Waiting for God’s Appointed TimeSue Afutu
“Is anything too hard for the Lord? At the appointed time I will return to you, according to the time of life, and Sarah shall have a son.” Genesis 18:14 NKJV
We’ve all had to wait for something before. We’ve either waited in a queue for our turn, waited at a restaurant, waited for results from a laboratory, waited for an examination result, waited to get married, waited to have a baby, etc. Waiting is never easy. What attitude should we have while we wait for the promises or prophecies of God to be fulfilled in our lives?
Abraham, who was formerly called Abram, had no child. In Genesis 12:1 God spoke to him and commanded him to leave his family and people and go to a place that God would show him. As part of the commissioning, Abram was given this prophecy by God “I will make you into a great nation and I will bless you”. After receiving this instruction, Abram set out from Haran at the age of 75 years.
Much later on after Abram had fought and won some battles, the Lord appeared to him again in Genesis 15 and confirmed the promise saying that Abram’s offspring would be as much as the stars in the skies and the sand on the seashore. Yet Abram had no child at this point.
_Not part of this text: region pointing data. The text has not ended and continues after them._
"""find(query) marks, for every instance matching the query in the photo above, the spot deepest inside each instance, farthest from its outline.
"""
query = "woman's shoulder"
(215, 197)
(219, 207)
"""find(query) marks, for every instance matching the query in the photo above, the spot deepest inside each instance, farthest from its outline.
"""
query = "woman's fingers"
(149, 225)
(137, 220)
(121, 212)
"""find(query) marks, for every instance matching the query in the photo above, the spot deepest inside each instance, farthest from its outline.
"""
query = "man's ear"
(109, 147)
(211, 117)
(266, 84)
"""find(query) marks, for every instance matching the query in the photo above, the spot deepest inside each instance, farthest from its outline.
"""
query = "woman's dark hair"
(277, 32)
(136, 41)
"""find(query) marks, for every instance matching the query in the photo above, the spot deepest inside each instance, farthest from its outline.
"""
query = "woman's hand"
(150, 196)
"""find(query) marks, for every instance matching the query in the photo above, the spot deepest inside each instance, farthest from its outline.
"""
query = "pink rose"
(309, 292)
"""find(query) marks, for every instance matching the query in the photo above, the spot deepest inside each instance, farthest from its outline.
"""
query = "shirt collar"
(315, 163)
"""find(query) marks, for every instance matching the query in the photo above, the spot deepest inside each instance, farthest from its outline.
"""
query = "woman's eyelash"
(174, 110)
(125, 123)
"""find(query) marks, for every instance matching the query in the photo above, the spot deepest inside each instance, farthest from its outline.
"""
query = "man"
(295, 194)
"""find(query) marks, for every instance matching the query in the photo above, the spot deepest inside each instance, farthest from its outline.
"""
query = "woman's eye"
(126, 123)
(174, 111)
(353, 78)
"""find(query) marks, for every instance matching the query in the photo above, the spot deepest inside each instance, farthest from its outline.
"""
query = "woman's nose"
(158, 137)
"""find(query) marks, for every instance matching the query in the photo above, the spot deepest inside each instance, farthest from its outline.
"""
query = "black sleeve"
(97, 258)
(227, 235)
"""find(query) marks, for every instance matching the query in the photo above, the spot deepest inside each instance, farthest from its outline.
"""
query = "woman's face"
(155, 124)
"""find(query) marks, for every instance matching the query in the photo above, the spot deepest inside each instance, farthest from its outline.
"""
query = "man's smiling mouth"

Your posture while you wait
Do not be anxious
Anxiety is fueled by our fears, we become anxious when we are afraid. One sure way to beat fear and anxiety is to keep our minds fixed on the Word of God (Isaiah 26:3). This is not always easy to do.
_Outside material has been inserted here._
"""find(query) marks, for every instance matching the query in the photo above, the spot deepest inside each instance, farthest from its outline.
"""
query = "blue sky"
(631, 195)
God told Abram that a child from his own body was going to be his heir (Genesis 15:4). In the following chapter, Sarai persuades Abram to sleep with Hagar and Ishmael is born. You may ask, how was Abram to know that the promised child was to be from the union between Abram and Sarai? In Matthew 19:6 Jesus said that when a man and woman marry, they are no longer two but one flesh. So God’s promise to Abram that his heir was going to come from his own body meant that it was going to come from the union between himself and Sarai. As such Abram should not have listened to this suggestion from Sarai his wife.
Ignore the mockery
Hannah ignored the mockery of Peninnah and instead turned to the Lord in prayer (1 Samuel 1). At times, we need to be provoked in order to want desperately what God wants for us.
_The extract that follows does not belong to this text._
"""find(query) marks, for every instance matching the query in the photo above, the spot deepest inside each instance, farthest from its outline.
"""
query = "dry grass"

Hannah was not the only one who was fervent in prayer. The prophetess Anna also prayed earnestly as she waited for the birth of the Messiah, Jesus (Luke 2:36 – 38). Philippians 4:6 urges us not to be anxious about anything but in everything, by prayer and supplication with thanksgiving, we should present our requests to God so that His peace which passes all understanding, would keep our minds and hearts in Christ Jesus.